Golf tourism is worth an estimated £300 million each year to Scotland's economy

Golf tourism is estimated to bring in almost £300million to Scotland annually, with the 150th Open Championship in St Andrews next week part of an "unprecedented" summer of major events.

The Genesis Scottish Open takes its slot this week in the run-up to The Open, a date secured by VisitScotland and the Scottish Government as part of a new long-term commitment to the event.

It is co-sanctioned for the first time by the DP World Tour and PGA Tour of America, guaranteeing the field is among the strongest ever. To date seven of the top 10 male players in the world are set to tee off at The Renaissance Club in East Lothian.

Following The Open, legends of the men’s game will be in action at Gleneagles, as the King’s Course hosts the fifth Major Championship on the Champions Tour schedule, as The Senior Open Championship presented by Rolex returns to Scotland for the first time since 2018.

According to tourism bosses, Scotland continues to lead the way in investment into women’s golf events, supporting the Trust Golf Women’s Scottish Open at Dundonald Links in Ayrshire later this month, while the AIG Women’s Open will break new ground when it is hosted at Muirfield in August, East Lothian, for the first time.

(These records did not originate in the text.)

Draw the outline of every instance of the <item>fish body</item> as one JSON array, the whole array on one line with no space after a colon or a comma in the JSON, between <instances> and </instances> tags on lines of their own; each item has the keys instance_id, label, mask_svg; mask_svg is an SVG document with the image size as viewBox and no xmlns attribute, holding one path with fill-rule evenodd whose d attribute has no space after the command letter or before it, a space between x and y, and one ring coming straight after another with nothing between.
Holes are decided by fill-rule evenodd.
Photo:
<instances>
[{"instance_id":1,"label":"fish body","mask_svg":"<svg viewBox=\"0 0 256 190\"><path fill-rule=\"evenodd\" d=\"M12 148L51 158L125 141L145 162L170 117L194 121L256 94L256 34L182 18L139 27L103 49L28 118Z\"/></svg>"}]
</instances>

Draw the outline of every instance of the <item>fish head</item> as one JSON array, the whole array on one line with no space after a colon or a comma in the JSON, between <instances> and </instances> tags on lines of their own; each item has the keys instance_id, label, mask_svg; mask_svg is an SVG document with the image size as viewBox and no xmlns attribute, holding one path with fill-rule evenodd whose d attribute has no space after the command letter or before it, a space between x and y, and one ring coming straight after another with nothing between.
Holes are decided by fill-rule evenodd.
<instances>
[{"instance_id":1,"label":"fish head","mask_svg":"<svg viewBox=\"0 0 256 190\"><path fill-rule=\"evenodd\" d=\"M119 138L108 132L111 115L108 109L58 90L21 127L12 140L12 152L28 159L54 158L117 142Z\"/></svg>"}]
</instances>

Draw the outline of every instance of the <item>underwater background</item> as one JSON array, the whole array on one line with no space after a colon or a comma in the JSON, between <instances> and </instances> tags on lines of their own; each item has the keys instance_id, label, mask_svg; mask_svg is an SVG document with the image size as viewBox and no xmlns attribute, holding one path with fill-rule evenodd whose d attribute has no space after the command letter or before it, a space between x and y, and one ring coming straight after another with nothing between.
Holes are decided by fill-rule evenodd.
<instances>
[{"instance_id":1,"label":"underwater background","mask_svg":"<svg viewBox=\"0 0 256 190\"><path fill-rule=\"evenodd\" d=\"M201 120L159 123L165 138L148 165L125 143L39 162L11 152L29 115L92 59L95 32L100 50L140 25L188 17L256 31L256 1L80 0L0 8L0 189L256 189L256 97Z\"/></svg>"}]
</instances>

More than 100,000 spectators are expected to attend these events in addition to the 290,000 expected to flock to the Open in St Andrews.

Visit Scotland chief executive, Malcolm Roughhead said: "No other venue has hosted more Opens than the Old Course and Jack Nicklaus, Seve Ballesteros, Nick Faldo and Tiger Woods are just some of the famous faces that have crossed the Swilcan Bridge on the way to clinching the Claret Jug in front of the Royal & Ancient Clubhouse."

Roughhead maintains these golf events provide the perfect stage to showcase Scotland’s first class golf regions and courses to the world as well as the wider scenery, attractions and a warm welcome.

Stunning settings like The Renaissance Club in East Lothian, where the Rolex Series event will be staged for the fourth year in a row, being in golf tourists Picture: Andrew Redington/Getty Images.

He said: “Golf brings hundreds of thousands of visitors every year from all over the UK and Ireland, USA, Germany and Scandinavia to test themselves at they have seen as spectators and on TV.

"We are very fortunate to have hundreds of exceptional golf courses to suit any budget, many within reach of our cities and main transport hubs. Golf visitors spend more than a typical visitor on extras such as hotels, hospitality, and retail so there is a real incentive for the whole of the tourism industry to appeal to golf fans looking to soak up the atmosphere and enjoy the action this summer."

He added: "Golf is one of Scotland’s major selling points to tens of millions of golfers around the globe, with no other country able to match our history or heritage in the game. Written records of golf being played here date back to the Middle Ages and we have some of the oldest golf courses in the world.

"Overall, it is estimated that golf tourism is worth £286 million to Scotland annually, supporting around 4,400 jobs. As well as the tourism boost, the health and well-being aspect of golf was brought into sharp focus during the pandemic as one of the first activities to reopen after lockdown providing exercise and social interaction."

The Old Course at St Andrews famously lets spectators watch the action unfold from just feet away as Tom Watson demonstrated at the 1984 Open Picture: Allsport UK /Allsport.